PHOTO
Invece di rilevare le vibrazioni di un sasso nell’acqua i fisici statunitensi sono stati in grado di “catturare” il palpito della fusione di due buchi neri con una massa 60 volte più grande del nostro Sole e distanti dalla Terra oltre un miliardo di anni luce: questo tremolìo ha la capacità sorprendente di distorcere le distanze, di accorciare o di allungare lo spazio tempo, una proprietà del tutto sconosciuta agli altri tipi di onde (elettromagnetiche, luce, raggi x, ultravioletti, infrarossi che al contrario vengono distorte propio dai campi gravitazionali). Stiamo parlando di variazioni infinitesimali della materia; qualcosa che equivale a 10mila volte il diametro di una particella subatomica ( 10 alla 19 m); per fare un esempio in larga scala è come se la stella Proxima Centauri, lontana dalla Terra quattro anni luce, si avvicinasse al nostro pianeta di un centesimo di millimetro.
La prima osservazione positiva è avvenuta il 14 settembre 2015 alle 11.51 ora italiana in un esperimento compiuto tra lo Stato di Washington e la Louisiana in due laboratori gemelli grazie al progetto LIGO, un “amplificatore” gigante di onde costituito da due tunnel lunghi quattro chilometri ciascuno, al loro interno due fasci di raggi laser sincronizzati vengono sparati avanti e indietro per centinaia di volte per essere poi ricombinati: se alla fine dell’esperimento i laser non sono più in sincronia vuol dire che hanno subito l’interferenza di un’onda gravitazionale.

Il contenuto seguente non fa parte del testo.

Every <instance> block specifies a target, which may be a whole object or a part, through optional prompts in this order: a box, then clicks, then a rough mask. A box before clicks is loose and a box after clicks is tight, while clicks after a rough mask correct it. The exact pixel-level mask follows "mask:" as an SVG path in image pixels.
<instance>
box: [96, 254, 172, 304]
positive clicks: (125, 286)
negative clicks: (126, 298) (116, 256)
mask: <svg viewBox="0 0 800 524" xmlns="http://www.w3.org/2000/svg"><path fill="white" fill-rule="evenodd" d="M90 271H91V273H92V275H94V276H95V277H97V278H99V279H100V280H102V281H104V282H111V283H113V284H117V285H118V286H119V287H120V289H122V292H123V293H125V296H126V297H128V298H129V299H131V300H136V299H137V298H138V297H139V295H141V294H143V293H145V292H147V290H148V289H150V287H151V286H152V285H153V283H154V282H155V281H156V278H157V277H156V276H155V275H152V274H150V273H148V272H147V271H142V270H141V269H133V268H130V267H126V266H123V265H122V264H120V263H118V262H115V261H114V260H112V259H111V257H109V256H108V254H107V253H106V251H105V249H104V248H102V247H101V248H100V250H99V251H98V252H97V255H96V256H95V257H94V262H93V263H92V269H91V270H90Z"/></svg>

Il pioniere del progetto, avviato negli anni 60, è l’ 87enne Weiss, che per oltre mezzo secolo si è dedicato alla ricerca di queste strane onde concepite da Albert Einstein nel 1915. In molti nel mondo accademico hanno contestato la loro esistenza reale, liquidandole come un artefatto matematico utile a dare coerenza alla Teoria della Relatività generale, ma impossibili da verificare tramite l’esperienza. Joseph Weber, brillante fisico dell’Università del Maryland le ha cercate per tutta la vita senza riuscire ad afferrarle, per lo scopo aveva anche costruito un rilevatore d’onde chiamato Weber bars, praticamente una specie di antenna che non è mai riuscita a dare direttamente corpo alla sua tenacia. Il trio vincitore del Nobel gli ha infine reso giustizia, ma soprattutto ha confermato ancora una volta le intuizioni geniali di Einstein.
Se per Newton la gravità era un effetto di attrazione della materia, con i corpi con massa maggiore che attirano a sé quelli con massa minore, Einstein rivoluziona questa prospettiva che dal punto di vi-sta fisico non distingue poi così tanto la gravità dal magnetismo, teorizzando che ogni corpo dotato di massa deforma la struttura dello spazio- tempo e sconfessando al contempo lo schema dell’interazione reciproca tra le masse. La gravità non è più un concetto dinamico espresso sotto forma di “forza”, ma un’idea geometrica, una geometria a quattro dimensioni che costituisce la trama stessa dell’Universo. Lo spazio- tempo così come viene descritto da Einstein somiglia a un immenso foglio di gomma, la sua elasticità e la sua capacità di curvarsi di prendere e dare forma alle cose, i suoi avvallamenti e le sue increspature compongono l’elegante equilibrio della gravità. Quando viene occupato dalla materia lo spazio- tempo si piega proprio come un foglio di gomma o una tovaglia di lino, creando enormi depressioni come nel caso dei celebri buchi neri o persino arrivando a lacerarsi nei più evocativi ( e fin qui inverificabili) salti spazio- temporali.
O, per citare il fisico francese Thibault Damour, grande esperto di Relatività, le onde prodotte dalla gravità comprimono, dilatano e fanno vibrare lo spazio- tempo «come noi facciamo tremare una scatola di gelatina di vitella quando la scuotiamo con forza». Le impercettibili vibrazioni di questa gelatina cosmica sono state invisibili e inverificabili fino alo straordinario successo del progetto LIGO.
Si tratta di una scoperta rivoluzionaria: fino a oggi abbiamo conosciuto la gravità in modo obliquo, solo attraverso le distorsioni subite dalla luce e dalle altre onde a noi note, ora possiamo studiarla tramite un suo effetto diretto. È come avere in mano un nuovo, potentissimo, strumento di osservazione dell’Universo che ci permette di allargare la minuscola fessura attraverso cui lo osserviamo; la stessa condizione in cui si trovò Galileo Galilei quando per la prima volta puntò il suo cannocchiale in cielo per cercare Giove e improvvisamente scoprì i suoi satelliti.